Alle drei Fragen kann sich nur jeder Einzelne beantworten. Vielleicht fällt die eine oder andere Antwort ja anders aus nach einem Besuch des Tags der Offenen Tür im Rathaus Gerlingen. Auf die erste Frage oben immerhin - wie viel kostet das eigene Auto im Schnitt? - könnte man mit einem Beispiel antworten: Laut Autokosten-Rechner des ADAC verursacht ein VW Golf bei einer jährlichen Fahrleistung von 15.000 Kilometern im Monat Kosten von rund 220 Euro. Das ist aber nicht alles: Wer den Wertverlust dazurechnet – und die meisten haben sich das Auto ja wohl gekauft und wollen es eventuell mal wieder verkaufen – der kommt auf 500 Euro monatliche Kosten. 6000 Euro im Jahr für einen Kleinwagen. Manch einer mag da mit der Schulter zucken. Peanuts. Andere könnten anfangen zu rechnen. Ein Auto für zwei Einkaufsfahrten in der Woche und einen größeren Ausflug pro Monat? Putzen muss man es auch noch. Muss das sein? Die Antwort von Bürgermeister Georg Brenner, lautet natürlich „Nein, das muss überhaupt nicht sein, auch nicht in einer Stadt wie Gerlingen.“ Mein Gerlingen – Stadtmarketing e.V. hat sich mit Georg Brenner über den Verkehr unterhalten und die Möglichkeiten in Gerlingen mobil zu sein.


MG: Herr Brenner, Gerlingen ist nicht Stuttgart. Mit ein paar Runden um den Stadtkern findet man fast staufrei und fast immer einen Parkplatz, für den man oft nicht mal bezahlen muss. Hat Gerlingen überhaupt ein Verkehrsproblem?

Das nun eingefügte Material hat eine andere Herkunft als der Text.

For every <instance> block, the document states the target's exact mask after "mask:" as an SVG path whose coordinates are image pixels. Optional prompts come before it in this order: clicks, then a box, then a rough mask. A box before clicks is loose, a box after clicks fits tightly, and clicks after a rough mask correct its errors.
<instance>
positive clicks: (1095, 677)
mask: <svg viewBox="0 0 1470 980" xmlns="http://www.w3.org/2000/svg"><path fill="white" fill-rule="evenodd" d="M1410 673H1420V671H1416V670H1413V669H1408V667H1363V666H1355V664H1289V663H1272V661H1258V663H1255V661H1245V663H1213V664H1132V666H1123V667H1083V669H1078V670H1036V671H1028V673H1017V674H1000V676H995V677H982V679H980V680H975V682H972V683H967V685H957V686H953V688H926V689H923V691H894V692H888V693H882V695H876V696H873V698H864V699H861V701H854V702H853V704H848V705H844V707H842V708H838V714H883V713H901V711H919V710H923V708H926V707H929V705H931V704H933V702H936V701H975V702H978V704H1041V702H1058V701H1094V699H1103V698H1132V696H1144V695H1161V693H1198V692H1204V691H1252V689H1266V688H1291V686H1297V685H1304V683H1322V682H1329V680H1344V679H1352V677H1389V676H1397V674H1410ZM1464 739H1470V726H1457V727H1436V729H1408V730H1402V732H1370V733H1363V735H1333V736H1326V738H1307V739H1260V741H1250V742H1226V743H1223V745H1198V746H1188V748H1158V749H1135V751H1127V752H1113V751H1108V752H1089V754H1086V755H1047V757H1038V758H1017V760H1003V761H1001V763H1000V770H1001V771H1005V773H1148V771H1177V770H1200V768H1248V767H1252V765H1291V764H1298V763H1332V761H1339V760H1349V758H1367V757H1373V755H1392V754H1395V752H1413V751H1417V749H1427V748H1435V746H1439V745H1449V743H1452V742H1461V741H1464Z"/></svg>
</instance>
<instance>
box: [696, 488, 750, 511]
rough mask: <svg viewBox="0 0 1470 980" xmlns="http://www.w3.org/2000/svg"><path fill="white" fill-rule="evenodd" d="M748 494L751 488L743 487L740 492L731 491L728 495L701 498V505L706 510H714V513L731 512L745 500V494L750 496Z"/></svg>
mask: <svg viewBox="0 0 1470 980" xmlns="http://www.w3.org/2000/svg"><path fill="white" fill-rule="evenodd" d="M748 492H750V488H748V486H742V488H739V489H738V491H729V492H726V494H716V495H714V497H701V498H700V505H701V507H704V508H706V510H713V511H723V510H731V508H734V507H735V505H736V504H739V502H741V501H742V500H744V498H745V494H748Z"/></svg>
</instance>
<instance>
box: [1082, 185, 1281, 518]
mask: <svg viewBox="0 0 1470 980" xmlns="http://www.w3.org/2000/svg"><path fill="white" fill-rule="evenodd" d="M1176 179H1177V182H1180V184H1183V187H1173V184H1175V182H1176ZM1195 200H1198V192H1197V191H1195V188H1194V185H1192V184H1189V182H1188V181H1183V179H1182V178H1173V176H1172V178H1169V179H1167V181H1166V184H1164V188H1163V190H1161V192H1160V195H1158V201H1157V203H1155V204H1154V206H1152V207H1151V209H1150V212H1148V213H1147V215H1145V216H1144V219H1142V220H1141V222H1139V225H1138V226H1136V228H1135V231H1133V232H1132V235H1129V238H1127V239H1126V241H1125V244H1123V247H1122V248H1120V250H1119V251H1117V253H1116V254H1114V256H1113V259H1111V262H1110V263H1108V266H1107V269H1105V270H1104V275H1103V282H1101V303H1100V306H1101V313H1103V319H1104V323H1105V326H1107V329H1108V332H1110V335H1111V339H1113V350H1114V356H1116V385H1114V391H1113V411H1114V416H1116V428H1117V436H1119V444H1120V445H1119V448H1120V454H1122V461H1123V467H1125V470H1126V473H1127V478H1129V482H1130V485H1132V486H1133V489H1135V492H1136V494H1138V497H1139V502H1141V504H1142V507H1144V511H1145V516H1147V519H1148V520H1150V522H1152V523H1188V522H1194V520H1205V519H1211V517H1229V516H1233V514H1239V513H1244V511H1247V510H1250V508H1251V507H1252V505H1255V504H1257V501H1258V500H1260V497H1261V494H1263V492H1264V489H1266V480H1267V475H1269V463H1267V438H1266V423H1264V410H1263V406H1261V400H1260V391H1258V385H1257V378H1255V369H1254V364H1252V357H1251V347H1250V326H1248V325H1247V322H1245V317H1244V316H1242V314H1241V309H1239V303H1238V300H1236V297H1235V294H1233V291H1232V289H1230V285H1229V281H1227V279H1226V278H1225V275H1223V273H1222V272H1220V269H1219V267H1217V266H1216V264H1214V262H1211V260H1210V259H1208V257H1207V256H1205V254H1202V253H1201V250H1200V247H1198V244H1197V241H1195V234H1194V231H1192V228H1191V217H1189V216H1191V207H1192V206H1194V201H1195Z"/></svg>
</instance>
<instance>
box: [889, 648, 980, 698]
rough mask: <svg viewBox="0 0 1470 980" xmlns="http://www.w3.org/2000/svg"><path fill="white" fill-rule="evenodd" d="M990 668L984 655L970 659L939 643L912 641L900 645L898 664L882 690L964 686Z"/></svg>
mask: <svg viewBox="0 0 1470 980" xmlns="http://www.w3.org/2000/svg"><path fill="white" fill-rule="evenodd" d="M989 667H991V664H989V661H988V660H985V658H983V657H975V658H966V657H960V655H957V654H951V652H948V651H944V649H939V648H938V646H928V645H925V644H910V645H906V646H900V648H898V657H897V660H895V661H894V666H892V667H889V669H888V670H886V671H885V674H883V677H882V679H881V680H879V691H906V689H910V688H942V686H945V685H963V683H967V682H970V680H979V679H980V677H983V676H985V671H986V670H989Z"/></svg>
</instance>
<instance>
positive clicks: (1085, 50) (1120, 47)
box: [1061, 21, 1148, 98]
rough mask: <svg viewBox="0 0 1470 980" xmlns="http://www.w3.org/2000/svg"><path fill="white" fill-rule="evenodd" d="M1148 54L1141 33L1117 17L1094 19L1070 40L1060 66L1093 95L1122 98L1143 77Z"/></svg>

Brenner: Wer zu bestimmten Zeiten durch Gerlingen fährt, steht durchaus im Stau. Die Bürger, vor allem die Anwohner, beklagen das auch seit Langem genauso wie Lärm und schmutzige Luft. Aber unsere Wirtschaft boomt und weil es sehr schwierig ist, in der Region Stuttgart eine passende, bezahlbare Wohnung zu finden, gibt es einfach die Pendlerströme, die in der ganzen Region die Straßen verstopfen. Da ist Gerlingen keine echte Insel der Seligen.

MG: Kann es sein, dass viele Gerlinger gar nicht wissen, was für unterschiedliche Möglichkeiten an nachhaltiger Mobilität Gerlingen ihnen bietet?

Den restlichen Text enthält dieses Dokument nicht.